DoubleMesh simplifies the process of generating intricate skeletal and fluid geometries for 3D printing. Designed by Christoph Bader and Dominik Kolb, who previously worked with MIT Media Lab’s Neri Oxman to “grow” bacteria spacesuits, the working software prototype lets you construct complex, interwoven structures without requiring that you know how to code and 3D design.
“I am fascinated by the computation of forms and the beauty of shapes,” Bader tells The Creators Project. “More precisely I am interested in processes and algorithms that produce shapes autonomously given a set of parameters.” Over the years, the creative duo, who produce work under the name Deskriptiv, has explored how the combination of generative methods and 3D printing technologies—including procedural modeling prototypes like SimpSymm—can impact the future of design. Explains Bader, using algorithms to build new shapes allows for adaptivity and customization, while 3D printing helps “lift these virtual shapes into the real world.”
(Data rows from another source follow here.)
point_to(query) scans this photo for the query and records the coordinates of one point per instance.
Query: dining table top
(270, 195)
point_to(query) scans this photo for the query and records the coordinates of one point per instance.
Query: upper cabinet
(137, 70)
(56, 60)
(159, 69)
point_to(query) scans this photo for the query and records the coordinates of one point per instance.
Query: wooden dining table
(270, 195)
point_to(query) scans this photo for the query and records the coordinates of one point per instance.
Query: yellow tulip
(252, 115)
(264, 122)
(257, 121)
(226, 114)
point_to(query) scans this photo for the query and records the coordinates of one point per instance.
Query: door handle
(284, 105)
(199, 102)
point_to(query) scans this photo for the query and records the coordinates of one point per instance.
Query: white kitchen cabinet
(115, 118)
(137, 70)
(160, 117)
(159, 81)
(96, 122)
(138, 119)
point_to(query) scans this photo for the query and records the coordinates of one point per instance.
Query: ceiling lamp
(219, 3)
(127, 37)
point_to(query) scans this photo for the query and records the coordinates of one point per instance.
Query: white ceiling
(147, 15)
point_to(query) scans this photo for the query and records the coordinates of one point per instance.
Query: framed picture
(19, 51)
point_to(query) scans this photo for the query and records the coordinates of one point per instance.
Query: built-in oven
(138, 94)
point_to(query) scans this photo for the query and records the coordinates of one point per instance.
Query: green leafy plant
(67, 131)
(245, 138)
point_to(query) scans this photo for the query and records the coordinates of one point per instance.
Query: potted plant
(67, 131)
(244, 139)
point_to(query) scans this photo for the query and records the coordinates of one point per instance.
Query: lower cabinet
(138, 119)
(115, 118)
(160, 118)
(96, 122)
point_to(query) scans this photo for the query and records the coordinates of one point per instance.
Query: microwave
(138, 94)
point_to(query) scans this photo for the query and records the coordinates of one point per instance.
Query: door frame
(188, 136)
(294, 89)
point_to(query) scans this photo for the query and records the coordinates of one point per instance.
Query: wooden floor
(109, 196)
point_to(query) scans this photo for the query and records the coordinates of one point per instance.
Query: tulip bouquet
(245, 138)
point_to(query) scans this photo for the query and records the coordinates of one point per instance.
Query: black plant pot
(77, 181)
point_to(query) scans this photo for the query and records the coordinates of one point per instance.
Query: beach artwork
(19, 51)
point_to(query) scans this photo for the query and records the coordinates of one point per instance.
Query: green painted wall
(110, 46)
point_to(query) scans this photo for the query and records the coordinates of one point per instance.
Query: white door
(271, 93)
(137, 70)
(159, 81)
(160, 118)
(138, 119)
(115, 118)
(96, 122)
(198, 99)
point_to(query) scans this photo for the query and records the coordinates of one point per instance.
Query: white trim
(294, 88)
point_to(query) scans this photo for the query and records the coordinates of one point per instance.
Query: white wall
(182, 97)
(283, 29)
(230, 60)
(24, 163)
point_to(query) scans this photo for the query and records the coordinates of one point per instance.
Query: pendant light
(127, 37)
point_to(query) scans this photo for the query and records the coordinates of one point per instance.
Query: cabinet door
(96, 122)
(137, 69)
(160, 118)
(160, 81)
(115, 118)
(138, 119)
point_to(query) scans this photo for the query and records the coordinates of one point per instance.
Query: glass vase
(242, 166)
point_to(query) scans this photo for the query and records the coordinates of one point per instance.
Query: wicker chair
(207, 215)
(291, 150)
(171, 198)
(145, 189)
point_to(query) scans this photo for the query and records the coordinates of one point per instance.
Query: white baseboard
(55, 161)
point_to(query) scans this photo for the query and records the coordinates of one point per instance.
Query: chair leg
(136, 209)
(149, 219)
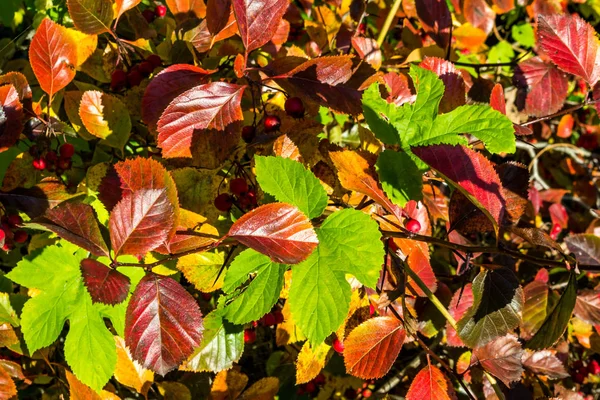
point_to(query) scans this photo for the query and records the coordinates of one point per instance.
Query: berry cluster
(9, 232)
(158, 12)
(52, 161)
(243, 196)
(120, 79)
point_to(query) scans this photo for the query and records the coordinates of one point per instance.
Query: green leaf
(492, 127)
(349, 243)
(557, 320)
(400, 177)
(90, 348)
(496, 309)
(258, 297)
(289, 182)
(222, 345)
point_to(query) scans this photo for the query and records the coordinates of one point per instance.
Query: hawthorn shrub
(262, 199)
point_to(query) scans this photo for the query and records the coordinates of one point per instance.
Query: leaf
(76, 223)
(91, 16)
(166, 86)
(213, 105)
(542, 88)
(53, 55)
(587, 306)
(222, 345)
(257, 297)
(557, 320)
(502, 358)
(310, 362)
(278, 230)
(105, 117)
(430, 384)
(289, 182)
(350, 242)
(105, 285)
(571, 43)
(11, 117)
(585, 247)
(141, 222)
(496, 310)
(164, 324)
(544, 362)
(372, 348)
(436, 20)
(258, 20)
(471, 173)
(400, 177)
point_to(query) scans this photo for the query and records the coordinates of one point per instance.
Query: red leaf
(502, 358)
(53, 55)
(76, 223)
(141, 222)
(542, 88)
(372, 347)
(471, 172)
(163, 324)
(455, 89)
(11, 123)
(210, 106)
(166, 86)
(436, 20)
(279, 230)
(460, 303)
(430, 384)
(105, 285)
(571, 43)
(258, 20)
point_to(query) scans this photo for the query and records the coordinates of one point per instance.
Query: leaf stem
(388, 22)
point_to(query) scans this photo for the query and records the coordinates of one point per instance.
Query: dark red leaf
(455, 91)
(542, 88)
(166, 86)
(571, 43)
(258, 20)
(210, 106)
(279, 230)
(76, 223)
(11, 118)
(163, 324)
(105, 285)
(372, 347)
(436, 20)
(471, 172)
(141, 222)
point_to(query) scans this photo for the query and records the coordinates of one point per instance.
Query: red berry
(118, 80)
(294, 107)
(412, 225)
(248, 133)
(249, 336)
(14, 220)
(223, 202)
(238, 186)
(134, 78)
(160, 11)
(39, 164)
(149, 15)
(21, 236)
(146, 68)
(66, 150)
(154, 60)
(338, 345)
(272, 123)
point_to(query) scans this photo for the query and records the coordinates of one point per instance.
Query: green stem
(388, 22)
(432, 297)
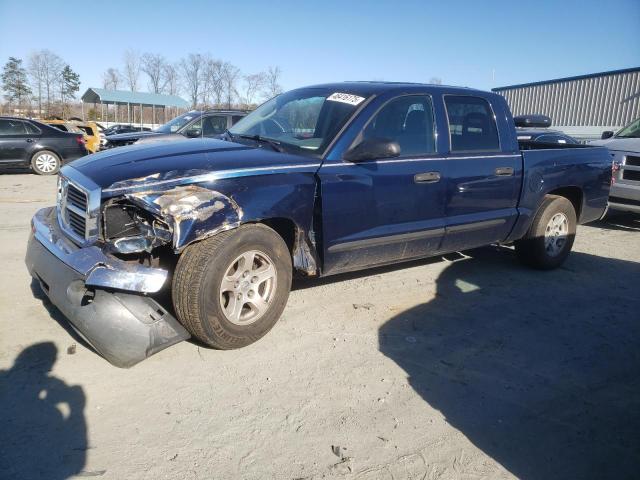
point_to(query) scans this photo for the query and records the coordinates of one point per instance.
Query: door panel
(481, 204)
(483, 183)
(385, 210)
(15, 142)
(375, 212)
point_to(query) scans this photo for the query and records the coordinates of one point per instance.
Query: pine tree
(14, 82)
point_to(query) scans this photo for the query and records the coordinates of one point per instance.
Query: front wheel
(548, 241)
(230, 290)
(45, 163)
As an information design student, Bader felt limited by the tools available to him. “I thought it was a good idea to better understand how things work. To understand things enables [one] to create. So I became a computer science student,” he says. After immersing himself in the theory side of things, he began to take on creative work again, fusing the two worlds into an exploration of computational and generative design.
In its current iteration, DoubleMesh can generate simple objects such as rings, bracelets, or sculptures. Bader, however, is looking forward to how artists and designers will use the technology in the future, as well as how it will evolve. He's excited to continue his exploration into generative methods and algorithmic design, because “After all, to create things, enables to understand.”